Civil servants in office-based roles will be required to spend 60% of their time working face-to-face with colleagues.
According to reports, the Cabinet Office has sent senior civil servants a letter stating that they should “set and implement an expectation of increased office-based working” to realise the “significant benefits” of working with colleagues in person, including “collaboration, innovation, and fostering a sense of community”.
Senior managers will be required to provide “strong visible leadership” by spending more than 60% of their working hours in the office – equivalent to three days per week for a full-time employee.
Early careers staff and people on development schemes will also be told to spend the majority of their working week in offices.
“We know that in particular, junior colleagues benefit from having time face to face with senior leaders and that those early in their careers find working face to face with their peers and managers makes them more effective more quickly,” the letter, seen by industry title Civil Service World, says.

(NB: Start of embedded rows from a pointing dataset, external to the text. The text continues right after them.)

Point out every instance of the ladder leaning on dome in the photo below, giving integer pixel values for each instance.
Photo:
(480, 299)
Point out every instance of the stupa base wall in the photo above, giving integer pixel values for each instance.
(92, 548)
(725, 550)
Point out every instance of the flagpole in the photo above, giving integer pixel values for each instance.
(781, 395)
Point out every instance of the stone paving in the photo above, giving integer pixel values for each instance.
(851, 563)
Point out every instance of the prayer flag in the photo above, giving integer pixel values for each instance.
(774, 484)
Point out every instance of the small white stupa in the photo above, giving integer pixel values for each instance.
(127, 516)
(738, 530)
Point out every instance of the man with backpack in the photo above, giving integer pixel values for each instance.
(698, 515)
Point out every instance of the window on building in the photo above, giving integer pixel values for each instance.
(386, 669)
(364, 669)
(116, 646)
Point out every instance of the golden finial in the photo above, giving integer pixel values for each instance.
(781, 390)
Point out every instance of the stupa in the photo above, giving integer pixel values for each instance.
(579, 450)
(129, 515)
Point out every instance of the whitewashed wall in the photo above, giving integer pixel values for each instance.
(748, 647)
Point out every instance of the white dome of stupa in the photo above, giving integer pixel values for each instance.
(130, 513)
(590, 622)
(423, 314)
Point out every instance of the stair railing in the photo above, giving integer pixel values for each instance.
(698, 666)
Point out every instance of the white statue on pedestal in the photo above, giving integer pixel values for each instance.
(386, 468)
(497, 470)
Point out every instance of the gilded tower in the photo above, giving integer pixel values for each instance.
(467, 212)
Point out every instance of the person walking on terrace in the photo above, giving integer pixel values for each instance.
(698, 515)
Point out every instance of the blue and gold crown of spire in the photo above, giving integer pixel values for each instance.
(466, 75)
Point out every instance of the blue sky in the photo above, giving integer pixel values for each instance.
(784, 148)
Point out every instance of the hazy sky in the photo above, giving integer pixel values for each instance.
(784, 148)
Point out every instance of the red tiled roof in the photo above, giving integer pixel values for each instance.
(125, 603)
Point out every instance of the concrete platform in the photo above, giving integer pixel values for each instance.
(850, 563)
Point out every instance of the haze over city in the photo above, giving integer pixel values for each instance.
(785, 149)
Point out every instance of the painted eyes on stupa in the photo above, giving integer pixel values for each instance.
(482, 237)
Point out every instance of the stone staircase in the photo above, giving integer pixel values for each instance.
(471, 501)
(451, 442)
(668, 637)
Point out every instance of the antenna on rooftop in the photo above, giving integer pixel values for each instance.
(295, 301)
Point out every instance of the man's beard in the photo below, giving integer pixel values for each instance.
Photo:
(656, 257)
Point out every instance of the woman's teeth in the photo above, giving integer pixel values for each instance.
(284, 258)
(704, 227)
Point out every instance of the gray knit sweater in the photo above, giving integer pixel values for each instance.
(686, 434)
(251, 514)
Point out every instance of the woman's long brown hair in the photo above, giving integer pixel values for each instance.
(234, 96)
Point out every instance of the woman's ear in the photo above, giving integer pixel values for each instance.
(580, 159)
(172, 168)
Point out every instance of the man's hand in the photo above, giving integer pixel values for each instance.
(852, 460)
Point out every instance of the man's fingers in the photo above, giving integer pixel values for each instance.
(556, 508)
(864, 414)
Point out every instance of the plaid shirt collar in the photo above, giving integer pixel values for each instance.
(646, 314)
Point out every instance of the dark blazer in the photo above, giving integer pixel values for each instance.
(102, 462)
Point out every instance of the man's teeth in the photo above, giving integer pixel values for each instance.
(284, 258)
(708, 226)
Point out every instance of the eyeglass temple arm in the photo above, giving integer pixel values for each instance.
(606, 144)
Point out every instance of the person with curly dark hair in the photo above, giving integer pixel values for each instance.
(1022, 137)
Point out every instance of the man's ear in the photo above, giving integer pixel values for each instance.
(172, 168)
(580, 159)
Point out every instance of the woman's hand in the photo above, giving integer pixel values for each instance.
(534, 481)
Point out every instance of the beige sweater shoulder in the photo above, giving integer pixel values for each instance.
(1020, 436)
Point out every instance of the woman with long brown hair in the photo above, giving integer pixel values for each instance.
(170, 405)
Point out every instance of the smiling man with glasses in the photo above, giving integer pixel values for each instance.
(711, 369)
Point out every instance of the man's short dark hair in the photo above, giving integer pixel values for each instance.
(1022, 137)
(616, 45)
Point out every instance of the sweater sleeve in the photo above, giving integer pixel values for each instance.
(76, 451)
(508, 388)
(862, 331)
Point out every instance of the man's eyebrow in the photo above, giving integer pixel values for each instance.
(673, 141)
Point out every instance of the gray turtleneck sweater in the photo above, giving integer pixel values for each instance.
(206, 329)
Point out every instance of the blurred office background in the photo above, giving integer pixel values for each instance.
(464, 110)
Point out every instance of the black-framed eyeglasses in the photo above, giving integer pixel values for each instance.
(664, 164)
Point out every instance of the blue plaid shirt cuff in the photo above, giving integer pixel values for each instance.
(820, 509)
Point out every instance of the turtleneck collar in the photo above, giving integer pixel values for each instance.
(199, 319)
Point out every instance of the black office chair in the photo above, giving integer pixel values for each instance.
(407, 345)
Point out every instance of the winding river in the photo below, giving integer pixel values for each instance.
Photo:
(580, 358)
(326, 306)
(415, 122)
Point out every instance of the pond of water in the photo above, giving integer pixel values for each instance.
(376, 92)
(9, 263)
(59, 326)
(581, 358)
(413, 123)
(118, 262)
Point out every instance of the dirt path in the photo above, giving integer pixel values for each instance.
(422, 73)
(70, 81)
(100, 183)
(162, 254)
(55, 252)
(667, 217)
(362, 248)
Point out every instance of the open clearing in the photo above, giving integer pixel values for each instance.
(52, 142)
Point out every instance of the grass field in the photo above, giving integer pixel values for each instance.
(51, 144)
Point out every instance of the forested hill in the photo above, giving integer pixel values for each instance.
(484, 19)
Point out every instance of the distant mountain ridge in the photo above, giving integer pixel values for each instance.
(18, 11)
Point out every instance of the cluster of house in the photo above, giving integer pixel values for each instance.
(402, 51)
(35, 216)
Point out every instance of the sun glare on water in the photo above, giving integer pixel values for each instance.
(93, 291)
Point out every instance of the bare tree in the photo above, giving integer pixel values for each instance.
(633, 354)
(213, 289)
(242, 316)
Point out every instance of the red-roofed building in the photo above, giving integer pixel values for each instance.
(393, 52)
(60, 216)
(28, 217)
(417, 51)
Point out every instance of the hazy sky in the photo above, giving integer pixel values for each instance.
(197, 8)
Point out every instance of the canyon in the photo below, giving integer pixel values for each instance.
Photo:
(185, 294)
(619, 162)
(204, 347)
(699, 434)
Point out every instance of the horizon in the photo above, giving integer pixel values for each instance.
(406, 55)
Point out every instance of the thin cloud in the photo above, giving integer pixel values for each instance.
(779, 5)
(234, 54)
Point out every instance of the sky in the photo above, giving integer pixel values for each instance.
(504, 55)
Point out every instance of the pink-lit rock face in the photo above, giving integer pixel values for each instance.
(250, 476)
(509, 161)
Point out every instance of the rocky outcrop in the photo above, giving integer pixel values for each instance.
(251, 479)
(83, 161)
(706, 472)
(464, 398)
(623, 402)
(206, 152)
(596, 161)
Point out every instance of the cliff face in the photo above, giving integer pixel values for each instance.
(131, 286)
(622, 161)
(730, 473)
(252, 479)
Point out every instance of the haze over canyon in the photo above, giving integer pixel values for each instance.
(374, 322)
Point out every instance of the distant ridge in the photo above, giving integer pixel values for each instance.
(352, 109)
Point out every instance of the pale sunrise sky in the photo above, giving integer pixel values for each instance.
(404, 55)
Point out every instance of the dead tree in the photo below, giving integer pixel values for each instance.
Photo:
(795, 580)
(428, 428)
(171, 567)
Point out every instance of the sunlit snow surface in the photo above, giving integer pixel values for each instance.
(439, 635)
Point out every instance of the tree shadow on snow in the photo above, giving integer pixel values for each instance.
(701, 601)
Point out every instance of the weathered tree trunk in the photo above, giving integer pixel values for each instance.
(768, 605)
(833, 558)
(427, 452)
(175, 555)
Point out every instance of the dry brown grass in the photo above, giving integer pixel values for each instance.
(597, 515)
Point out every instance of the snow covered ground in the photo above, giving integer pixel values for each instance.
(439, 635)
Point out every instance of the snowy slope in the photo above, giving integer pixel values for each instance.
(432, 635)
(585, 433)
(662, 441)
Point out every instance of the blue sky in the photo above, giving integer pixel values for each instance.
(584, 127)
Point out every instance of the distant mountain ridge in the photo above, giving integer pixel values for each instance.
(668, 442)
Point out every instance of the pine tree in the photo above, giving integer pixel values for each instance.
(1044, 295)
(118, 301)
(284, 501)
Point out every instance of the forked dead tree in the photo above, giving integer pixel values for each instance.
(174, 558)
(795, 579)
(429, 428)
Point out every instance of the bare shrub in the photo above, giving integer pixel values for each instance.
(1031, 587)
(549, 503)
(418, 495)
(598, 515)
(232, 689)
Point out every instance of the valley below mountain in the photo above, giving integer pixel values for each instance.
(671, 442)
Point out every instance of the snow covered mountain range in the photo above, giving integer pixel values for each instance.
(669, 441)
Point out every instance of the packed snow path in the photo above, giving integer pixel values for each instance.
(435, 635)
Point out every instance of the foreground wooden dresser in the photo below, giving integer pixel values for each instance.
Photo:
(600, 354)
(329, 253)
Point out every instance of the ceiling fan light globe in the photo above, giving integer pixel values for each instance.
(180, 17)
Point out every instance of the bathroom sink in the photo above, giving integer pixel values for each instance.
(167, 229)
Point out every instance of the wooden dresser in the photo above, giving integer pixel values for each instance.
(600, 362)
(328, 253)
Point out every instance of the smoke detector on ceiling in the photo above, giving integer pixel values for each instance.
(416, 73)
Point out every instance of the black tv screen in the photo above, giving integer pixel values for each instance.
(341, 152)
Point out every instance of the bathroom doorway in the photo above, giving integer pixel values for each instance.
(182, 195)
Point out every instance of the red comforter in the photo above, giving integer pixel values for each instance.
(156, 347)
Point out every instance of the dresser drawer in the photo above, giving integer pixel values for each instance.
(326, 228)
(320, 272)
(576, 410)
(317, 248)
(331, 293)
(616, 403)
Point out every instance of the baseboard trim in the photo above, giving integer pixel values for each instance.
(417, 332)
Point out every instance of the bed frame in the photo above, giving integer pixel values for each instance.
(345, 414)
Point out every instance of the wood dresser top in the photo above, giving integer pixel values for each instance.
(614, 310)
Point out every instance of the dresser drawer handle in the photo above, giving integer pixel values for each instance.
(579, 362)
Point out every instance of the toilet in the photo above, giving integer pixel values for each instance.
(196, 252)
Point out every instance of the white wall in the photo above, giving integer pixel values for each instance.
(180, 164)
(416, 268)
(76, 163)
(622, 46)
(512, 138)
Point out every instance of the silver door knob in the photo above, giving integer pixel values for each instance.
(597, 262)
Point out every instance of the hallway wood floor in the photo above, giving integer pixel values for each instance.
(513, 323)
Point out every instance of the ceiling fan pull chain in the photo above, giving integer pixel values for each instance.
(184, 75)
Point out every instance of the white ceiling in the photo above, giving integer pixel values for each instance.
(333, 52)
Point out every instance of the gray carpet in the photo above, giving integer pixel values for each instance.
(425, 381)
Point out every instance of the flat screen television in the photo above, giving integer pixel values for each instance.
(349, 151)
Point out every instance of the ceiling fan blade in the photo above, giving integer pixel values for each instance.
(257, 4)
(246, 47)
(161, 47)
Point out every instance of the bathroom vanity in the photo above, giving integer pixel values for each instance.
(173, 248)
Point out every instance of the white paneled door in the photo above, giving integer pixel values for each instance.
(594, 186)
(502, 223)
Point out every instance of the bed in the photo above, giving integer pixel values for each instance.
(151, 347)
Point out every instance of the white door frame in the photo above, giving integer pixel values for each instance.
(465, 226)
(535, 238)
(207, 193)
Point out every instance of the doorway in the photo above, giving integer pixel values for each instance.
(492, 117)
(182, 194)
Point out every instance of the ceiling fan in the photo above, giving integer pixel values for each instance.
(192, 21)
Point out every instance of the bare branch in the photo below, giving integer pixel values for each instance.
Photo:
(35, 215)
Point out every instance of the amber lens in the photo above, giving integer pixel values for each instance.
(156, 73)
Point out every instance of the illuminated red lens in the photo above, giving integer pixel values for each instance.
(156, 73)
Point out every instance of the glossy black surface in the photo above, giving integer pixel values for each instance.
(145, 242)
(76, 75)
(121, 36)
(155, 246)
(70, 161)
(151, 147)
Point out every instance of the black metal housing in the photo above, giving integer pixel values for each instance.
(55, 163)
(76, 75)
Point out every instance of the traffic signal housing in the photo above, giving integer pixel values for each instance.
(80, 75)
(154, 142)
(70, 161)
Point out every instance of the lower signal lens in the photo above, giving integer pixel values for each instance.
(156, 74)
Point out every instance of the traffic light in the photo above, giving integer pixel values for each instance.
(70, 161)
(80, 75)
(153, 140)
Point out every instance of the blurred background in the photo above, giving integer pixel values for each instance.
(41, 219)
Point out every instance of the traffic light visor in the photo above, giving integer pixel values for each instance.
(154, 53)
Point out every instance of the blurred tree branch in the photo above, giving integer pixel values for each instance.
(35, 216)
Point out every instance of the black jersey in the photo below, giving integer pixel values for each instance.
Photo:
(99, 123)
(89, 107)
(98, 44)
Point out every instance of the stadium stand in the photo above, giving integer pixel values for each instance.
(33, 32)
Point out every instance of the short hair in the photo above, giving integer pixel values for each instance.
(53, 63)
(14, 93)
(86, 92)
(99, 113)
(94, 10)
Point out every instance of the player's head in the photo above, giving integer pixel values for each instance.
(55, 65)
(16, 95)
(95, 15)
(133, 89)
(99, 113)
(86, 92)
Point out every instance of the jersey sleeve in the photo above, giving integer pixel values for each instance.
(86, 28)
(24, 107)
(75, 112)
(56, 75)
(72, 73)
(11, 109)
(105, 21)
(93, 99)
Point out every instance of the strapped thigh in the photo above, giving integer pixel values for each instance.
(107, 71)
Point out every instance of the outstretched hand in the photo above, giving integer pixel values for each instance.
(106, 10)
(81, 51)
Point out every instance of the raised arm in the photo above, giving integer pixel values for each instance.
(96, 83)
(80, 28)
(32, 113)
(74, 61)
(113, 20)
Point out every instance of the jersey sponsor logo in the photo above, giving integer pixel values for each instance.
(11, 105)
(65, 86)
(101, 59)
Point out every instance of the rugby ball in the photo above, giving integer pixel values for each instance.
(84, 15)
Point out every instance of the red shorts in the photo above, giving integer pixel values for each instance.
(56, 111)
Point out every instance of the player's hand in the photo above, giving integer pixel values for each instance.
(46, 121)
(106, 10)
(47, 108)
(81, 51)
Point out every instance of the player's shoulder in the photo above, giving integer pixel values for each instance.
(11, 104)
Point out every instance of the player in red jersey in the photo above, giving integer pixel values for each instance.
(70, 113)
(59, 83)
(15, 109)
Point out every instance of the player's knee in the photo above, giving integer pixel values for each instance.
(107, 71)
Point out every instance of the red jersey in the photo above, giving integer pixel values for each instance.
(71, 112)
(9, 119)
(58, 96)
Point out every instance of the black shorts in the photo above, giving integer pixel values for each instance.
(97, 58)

It is the latest office working mandate to be issued in the civil service. Last year, former minister for Brexit opportunities and government efficiency Jacob Rees-Mogg came under fire from unions after attempting to force more Whitehall staff to return to offices.
Back to the office
Rees-Mogg allegedly left notes on empty desks that read: “Sorry you were out. I look forward to seeing you in the office very soon”. He also claimed that civil servants were using flexible working arrangements to “skive off”.
Former cabinet office minister Jeremy Quin had also reportedly been considering plans to limit home working to one day a week before he resigned from the cabinet earlier this week.
Signed by “heads of department”, the letter issued this week says: “Those based in offices will spend a minimum of 60% of their working time working face to face with their colleagues either in offices or on official business, rather than at home.”
However, the letter notes that not all government departments will be able to accommodate increased office attendance because of limited space.
“While most departments in most locations have enough space to implement this new expectation, we know that this is not the case across the board,” it says.
“So while the 60% expectation is common to us all, we will each be consulting following our normal processes and communicating with our own departments as in some cases, there will need to be other arrangements put in place due to lack of office space to accommodate a 60% expectation.”
It says the change in policy will not affect reasonable adjustments that have already been agreed based on disability, caring responsibilities and “other similar temporary flexibilities” agreed with line managers.
The Public and Commercial Services (PCS) Union said civil servants have been working just as effectively from home as from the office.
It has entered into discussions with HMRC in particular about the department’s plans to require more staff in offices, despite HMRC having relinquished some of its office capacity to other government departments.
“We’ve also reminded HMRC in particular, that our Pay and Contract Reform (PaCR) collective agreement allows more than 40% working from home where the business can accommodate it; and should allow the department enough leverage to push back on any arbitrary ‘blanket’ office attendance figure,” PCS said.
A recent Hays survey found that only 39% of workers across the economy are are now hybrid working, while slightly more (43%) say they are working fully in an office setting.